Our recipe file reads sort of like a life history in food. There are the things we once made when we were young, like my hamburger and tater tots casserole that hasn't seen the light of day since I was 20 years old; the things we'd like to make but won't, like the hundreds of tasty-looking cookie recipes that I won't make because I don't need any more ways to eat sugar in my life; the things we used to make a lot but somehow forgot about, like the vegetable gougere that needs to be reinstated in all its tasty gooey goodness.

The file brings up family history and memories, like watching my sweetie's mother sort through her pile of recipe clippings to find just the right one and trying to convince her that she doesn't need to keep the ones that she didn't like.

My sweetie and I were together for 15 years before we ever combined our recipe files so there is a history there as well of how our lives came together over time.

But there is also my history with food, in all its painful difficulty, because I've never been particularly easy with food. I have learned to enjoy it and appreciate it over the past 20 years but it has been a tough journey at times. I'm a picky eater, so I have many painful memories of sitting at dinners, hungry and tired but trying to be polite while I pushed food around on my plate and waited to get home to some peanut butter and crackers. I also have memories of people telling me what my relationship with food ought to be, and how wrong I was to eat the way I did. I have many days when I come home tired and I just want it to be easy. I have memories of controlling my eating in an effort to control my body. And I have memories of bingeing on sugar in secret and in shame. I have lots of "shoulds" around eating and lots of denial and resistance as well.

I know many other people struggle with food in a variety of ways and I have no easy answers to having a graceful relationship with food, but I do have just a couple of tricks that have helped me with it over the years.

1. Find a way to have fun with food that doesn't involve sugar.

This was a tough one for me, because I love sugar and I love baking. Baking is soothing to me. Cooking, on the other hand, feels mechanical and tedious. However, I can enjoy cooking when I'm doing it with someone I care about. I can also enjoy it when I think about food as fuel for my body and I know that when I cook something I'm using only ingredients I know and like and that are good quality, so I know I'm providing my body with good fuel and with something I know I will enjoy. When I cook something, I know I won't have to pick at it to find the bits I don't like.

Sometimes I can enjoy making food as a science experiment, making it more abstract and interesting. And I figure out which restaurants have cooks I really trust (for me, this means that I can see something on the menu that looks unlikely and know that it will taste good to me because of the skill of the chef) and those are the places where I allow myself to experiment with my dining.

2. View food as fuel.

I said that above but it's worth repeating. Sometimes I can eat something I'm not wild about when I can tell myself that I am providing good care for my body. I don't like doing dishes or going to the doctor either, but I do them because I need to. Sometimes I can eat for the same reason.

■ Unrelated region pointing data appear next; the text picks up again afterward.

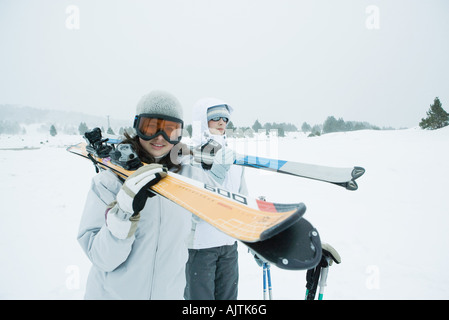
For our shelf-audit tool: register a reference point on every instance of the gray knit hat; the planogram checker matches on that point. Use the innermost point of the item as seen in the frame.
(160, 102)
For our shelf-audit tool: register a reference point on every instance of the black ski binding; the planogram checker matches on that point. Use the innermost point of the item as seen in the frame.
(96, 144)
(123, 155)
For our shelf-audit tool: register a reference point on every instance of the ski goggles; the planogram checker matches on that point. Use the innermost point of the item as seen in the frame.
(149, 126)
(218, 119)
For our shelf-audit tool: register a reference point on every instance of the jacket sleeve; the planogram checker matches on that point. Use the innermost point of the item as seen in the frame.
(104, 250)
(243, 188)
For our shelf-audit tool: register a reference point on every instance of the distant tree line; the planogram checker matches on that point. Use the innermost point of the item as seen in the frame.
(436, 118)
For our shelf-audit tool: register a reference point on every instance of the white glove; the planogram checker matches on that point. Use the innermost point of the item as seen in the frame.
(223, 160)
(124, 213)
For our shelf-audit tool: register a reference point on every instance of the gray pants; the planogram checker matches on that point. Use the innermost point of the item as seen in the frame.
(212, 274)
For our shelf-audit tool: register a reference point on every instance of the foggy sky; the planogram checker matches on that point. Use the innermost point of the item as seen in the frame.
(284, 60)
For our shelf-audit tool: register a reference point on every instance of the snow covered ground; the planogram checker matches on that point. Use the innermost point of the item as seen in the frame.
(392, 233)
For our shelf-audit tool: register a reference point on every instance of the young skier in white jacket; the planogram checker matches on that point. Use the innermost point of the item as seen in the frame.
(137, 241)
(212, 268)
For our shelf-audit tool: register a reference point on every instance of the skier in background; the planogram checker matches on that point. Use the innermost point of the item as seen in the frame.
(135, 239)
(212, 268)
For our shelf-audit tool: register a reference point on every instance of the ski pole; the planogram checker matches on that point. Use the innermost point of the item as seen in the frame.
(267, 276)
(323, 281)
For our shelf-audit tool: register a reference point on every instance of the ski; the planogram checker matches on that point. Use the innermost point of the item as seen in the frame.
(344, 177)
(296, 248)
(242, 217)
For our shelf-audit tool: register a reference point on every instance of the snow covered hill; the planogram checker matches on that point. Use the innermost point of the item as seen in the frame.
(391, 233)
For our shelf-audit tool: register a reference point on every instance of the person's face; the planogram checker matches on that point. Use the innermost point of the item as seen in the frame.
(217, 127)
(157, 146)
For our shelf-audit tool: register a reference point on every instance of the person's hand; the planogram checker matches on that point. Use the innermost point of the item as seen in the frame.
(223, 160)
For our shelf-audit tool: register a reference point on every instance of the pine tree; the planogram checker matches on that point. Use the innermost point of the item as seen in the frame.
(437, 117)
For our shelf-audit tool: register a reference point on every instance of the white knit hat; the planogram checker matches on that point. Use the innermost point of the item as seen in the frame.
(160, 102)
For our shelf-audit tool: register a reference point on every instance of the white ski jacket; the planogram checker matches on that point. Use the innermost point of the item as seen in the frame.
(203, 235)
(148, 265)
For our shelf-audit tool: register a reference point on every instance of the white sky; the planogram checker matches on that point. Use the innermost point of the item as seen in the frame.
(272, 60)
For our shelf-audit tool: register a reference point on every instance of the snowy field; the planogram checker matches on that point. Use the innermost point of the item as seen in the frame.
(392, 233)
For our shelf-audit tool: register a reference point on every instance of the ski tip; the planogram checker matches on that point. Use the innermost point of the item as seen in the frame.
(357, 172)
(351, 185)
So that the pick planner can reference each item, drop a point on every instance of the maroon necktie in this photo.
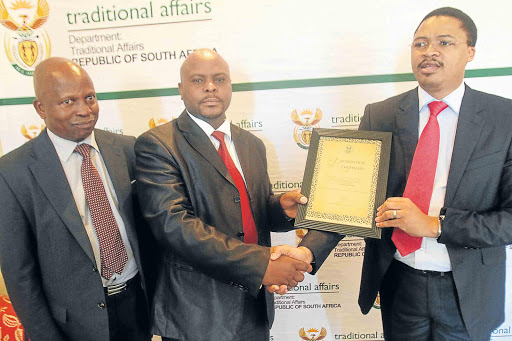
(250, 235)
(112, 251)
(420, 183)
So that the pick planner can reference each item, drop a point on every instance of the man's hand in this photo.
(290, 202)
(301, 253)
(285, 271)
(408, 217)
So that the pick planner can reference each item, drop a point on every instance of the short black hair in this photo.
(467, 23)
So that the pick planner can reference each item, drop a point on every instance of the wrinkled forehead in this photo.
(204, 65)
(440, 26)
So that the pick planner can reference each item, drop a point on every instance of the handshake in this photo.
(286, 267)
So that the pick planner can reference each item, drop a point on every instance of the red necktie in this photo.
(250, 235)
(420, 183)
(112, 251)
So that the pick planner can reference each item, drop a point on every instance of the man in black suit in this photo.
(451, 286)
(69, 252)
(214, 242)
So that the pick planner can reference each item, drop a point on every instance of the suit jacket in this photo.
(478, 202)
(193, 208)
(46, 257)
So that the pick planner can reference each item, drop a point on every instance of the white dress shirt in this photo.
(433, 255)
(225, 127)
(72, 162)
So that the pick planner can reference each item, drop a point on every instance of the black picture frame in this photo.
(340, 161)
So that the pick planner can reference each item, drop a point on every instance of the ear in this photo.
(471, 53)
(180, 89)
(39, 108)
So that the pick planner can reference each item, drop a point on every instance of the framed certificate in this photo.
(345, 181)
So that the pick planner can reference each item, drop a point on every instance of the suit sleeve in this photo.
(166, 205)
(483, 229)
(20, 268)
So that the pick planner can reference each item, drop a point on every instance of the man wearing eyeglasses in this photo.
(440, 265)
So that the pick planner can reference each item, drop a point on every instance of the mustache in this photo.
(429, 60)
(210, 97)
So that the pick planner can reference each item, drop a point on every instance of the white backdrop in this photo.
(323, 59)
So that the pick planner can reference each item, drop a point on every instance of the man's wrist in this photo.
(440, 225)
(309, 254)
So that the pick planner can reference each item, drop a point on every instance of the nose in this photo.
(83, 108)
(431, 49)
(211, 87)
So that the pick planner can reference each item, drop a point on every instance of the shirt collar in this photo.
(454, 99)
(225, 127)
(65, 148)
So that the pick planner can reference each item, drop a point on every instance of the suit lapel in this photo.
(469, 128)
(49, 174)
(196, 137)
(407, 122)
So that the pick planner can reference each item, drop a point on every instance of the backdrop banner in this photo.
(295, 65)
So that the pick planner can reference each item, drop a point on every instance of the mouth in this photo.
(211, 101)
(430, 66)
(84, 125)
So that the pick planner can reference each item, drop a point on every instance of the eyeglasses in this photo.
(438, 45)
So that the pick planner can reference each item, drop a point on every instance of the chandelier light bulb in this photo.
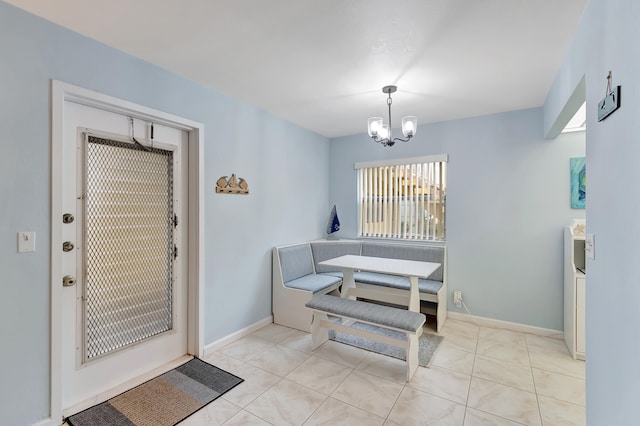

3. Stock your house with good food that you'll eat.

I know all the health gurus say this, but I think the key is that last part. It doesn't do any good to stock your house with good food that you won't eat. I buy the same stuff over and over again because it has a proven track record. If I have spinach in the house, I will eat spinach. Not so with squash!

4. Don't stock your house with cheap filler food.

Enough said.

5. Make a list at the beginning of the week of the meal and snack options you have available to you.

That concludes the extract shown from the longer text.